Well sir, you will definitely get what you’re asking for. Dan and I are planning to do a ton of live play streaming over the 4th of July weekend.
As I do not have the opportunity to play these days, I am constantly on the lookout for good, actual play podcasts (I don’t consider CR to fit these categories and what little I’ve seen of it was…oh, boy awful).
I’ve found some good listening in GGNORE (the “boiz” from “Alabamia”). They play with 5E rules currently, which is painful at times to listen to, but they are otherwise quite entertaining and fairly knowledgable of the game and its origins across editions (they’ve run both AD&D modules like Hommlet, and latest-greatest like whatever the latest milking of Tomb of Horrors is…Tomb of Annihilation?…with very enlightening results), and their DM has a decidedly “old school” mentality (while they do have clerics in their games, they do not allow any kind of raise dead/resurrection).
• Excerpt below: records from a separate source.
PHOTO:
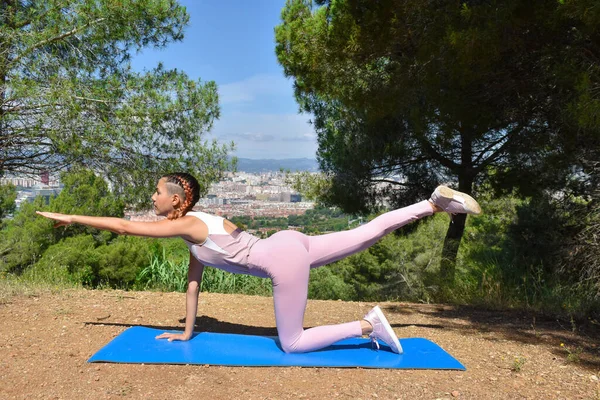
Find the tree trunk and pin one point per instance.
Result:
(456, 229)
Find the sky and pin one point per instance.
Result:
(232, 42)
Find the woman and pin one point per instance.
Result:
(286, 257)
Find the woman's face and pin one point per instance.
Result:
(162, 200)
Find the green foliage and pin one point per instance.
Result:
(168, 272)
(25, 238)
(8, 195)
(69, 96)
(76, 255)
(393, 86)
(163, 274)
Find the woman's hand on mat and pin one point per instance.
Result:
(62, 219)
(173, 336)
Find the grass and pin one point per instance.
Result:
(167, 275)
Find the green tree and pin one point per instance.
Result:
(408, 94)
(68, 95)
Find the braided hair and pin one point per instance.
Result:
(191, 192)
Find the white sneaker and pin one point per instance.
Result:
(454, 202)
(382, 330)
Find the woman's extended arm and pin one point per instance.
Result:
(191, 302)
(186, 227)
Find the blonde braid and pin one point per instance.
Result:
(191, 190)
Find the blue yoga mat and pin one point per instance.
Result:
(138, 345)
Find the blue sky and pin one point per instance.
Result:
(232, 42)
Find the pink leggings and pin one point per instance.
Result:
(287, 256)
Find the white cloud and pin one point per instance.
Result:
(267, 135)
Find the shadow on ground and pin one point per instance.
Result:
(580, 339)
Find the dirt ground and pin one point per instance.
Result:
(46, 339)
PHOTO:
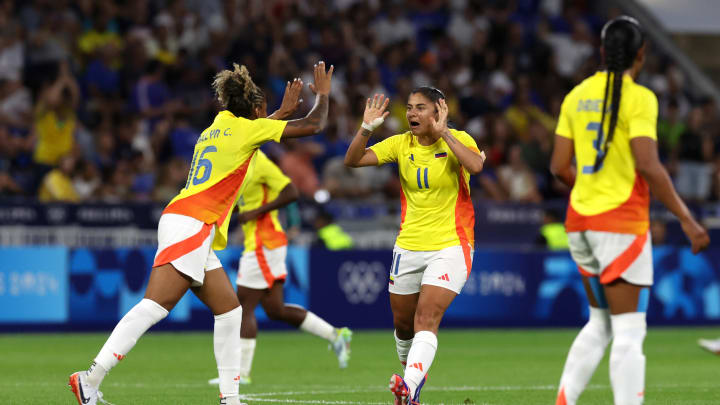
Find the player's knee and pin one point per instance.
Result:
(427, 319)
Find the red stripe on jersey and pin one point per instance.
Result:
(465, 220)
(215, 203)
(618, 266)
(403, 208)
(183, 247)
(632, 216)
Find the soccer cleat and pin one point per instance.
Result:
(242, 380)
(235, 400)
(84, 392)
(710, 345)
(341, 346)
(402, 392)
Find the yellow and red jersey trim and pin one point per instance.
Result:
(465, 220)
(214, 203)
(632, 216)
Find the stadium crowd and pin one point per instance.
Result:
(103, 100)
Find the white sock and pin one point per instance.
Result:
(420, 357)
(585, 354)
(247, 349)
(317, 326)
(627, 362)
(403, 348)
(226, 342)
(139, 319)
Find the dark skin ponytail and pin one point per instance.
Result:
(622, 39)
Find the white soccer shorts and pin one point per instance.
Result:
(447, 268)
(612, 255)
(186, 243)
(260, 269)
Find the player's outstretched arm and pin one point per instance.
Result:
(561, 163)
(647, 163)
(358, 154)
(291, 100)
(471, 161)
(288, 195)
(316, 119)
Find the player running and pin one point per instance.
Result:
(433, 252)
(608, 215)
(262, 266)
(196, 221)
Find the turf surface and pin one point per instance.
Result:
(472, 366)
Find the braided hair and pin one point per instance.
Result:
(622, 39)
(237, 92)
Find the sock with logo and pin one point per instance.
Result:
(226, 342)
(134, 324)
(247, 349)
(627, 361)
(420, 358)
(403, 348)
(317, 326)
(585, 354)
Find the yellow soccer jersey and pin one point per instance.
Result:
(223, 158)
(265, 185)
(611, 197)
(436, 210)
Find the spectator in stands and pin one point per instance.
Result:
(694, 169)
(57, 185)
(55, 119)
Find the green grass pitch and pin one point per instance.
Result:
(472, 367)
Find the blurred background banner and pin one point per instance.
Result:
(52, 288)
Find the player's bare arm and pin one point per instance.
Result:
(471, 161)
(288, 195)
(291, 100)
(648, 164)
(358, 154)
(561, 165)
(316, 120)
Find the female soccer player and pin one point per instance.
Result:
(262, 266)
(608, 215)
(196, 222)
(433, 252)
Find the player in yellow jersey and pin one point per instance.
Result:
(262, 266)
(433, 252)
(195, 222)
(608, 124)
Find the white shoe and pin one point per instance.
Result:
(710, 345)
(231, 401)
(242, 380)
(85, 393)
(341, 346)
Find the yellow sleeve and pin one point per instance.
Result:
(270, 174)
(564, 127)
(387, 150)
(643, 119)
(262, 130)
(466, 140)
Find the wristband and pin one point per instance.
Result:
(374, 124)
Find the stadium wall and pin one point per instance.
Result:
(56, 288)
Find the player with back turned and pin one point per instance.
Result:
(196, 222)
(608, 124)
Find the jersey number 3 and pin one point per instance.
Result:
(595, 127)
(205, 164)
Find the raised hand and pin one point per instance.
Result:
(375, 113)
(291, 98)
(439, 126)
(322, 79)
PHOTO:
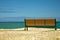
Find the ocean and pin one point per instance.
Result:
(14, 25)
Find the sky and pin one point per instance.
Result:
(29, 8)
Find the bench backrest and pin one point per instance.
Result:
(40, 22)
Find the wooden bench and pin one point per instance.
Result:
(47, 23)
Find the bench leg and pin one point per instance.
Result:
(55, 28)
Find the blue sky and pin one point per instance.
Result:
(29, 8)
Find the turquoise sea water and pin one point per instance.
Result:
(13, 25)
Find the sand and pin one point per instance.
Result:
(31, 34)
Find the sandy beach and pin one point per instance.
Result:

Most recently, I’ve also been checking out Unlikely Adventurers which is a window into the minds of young (under age 25) gamers). It is very funny and fairly “nothing sacred-esque.” The podcasters are both DMs and players in multiple (5E) campaigns and there’s quite a bit of insight to be gained as to what their crowd is looking for (entertaining story arcs). It’s bizarre…like they’re trying to re-learn all the shit I had to learn in the mid-90s…and a completely different way of playing and looking at the game.
You guys are probably my favorites, though. Would love to hear an actual play podcast of yours.
Thanks for the suggestions, I’ll have to go dig them up. The problem of course with trying to do my homework on this front is that it takes a good two sessions to really get a feel for a group, and that’s like 8 hours of television watching. It’s a bit slow going.
I’m glad you’re enjoying our videos to date. We’re really looking forward to streaming a real game soon.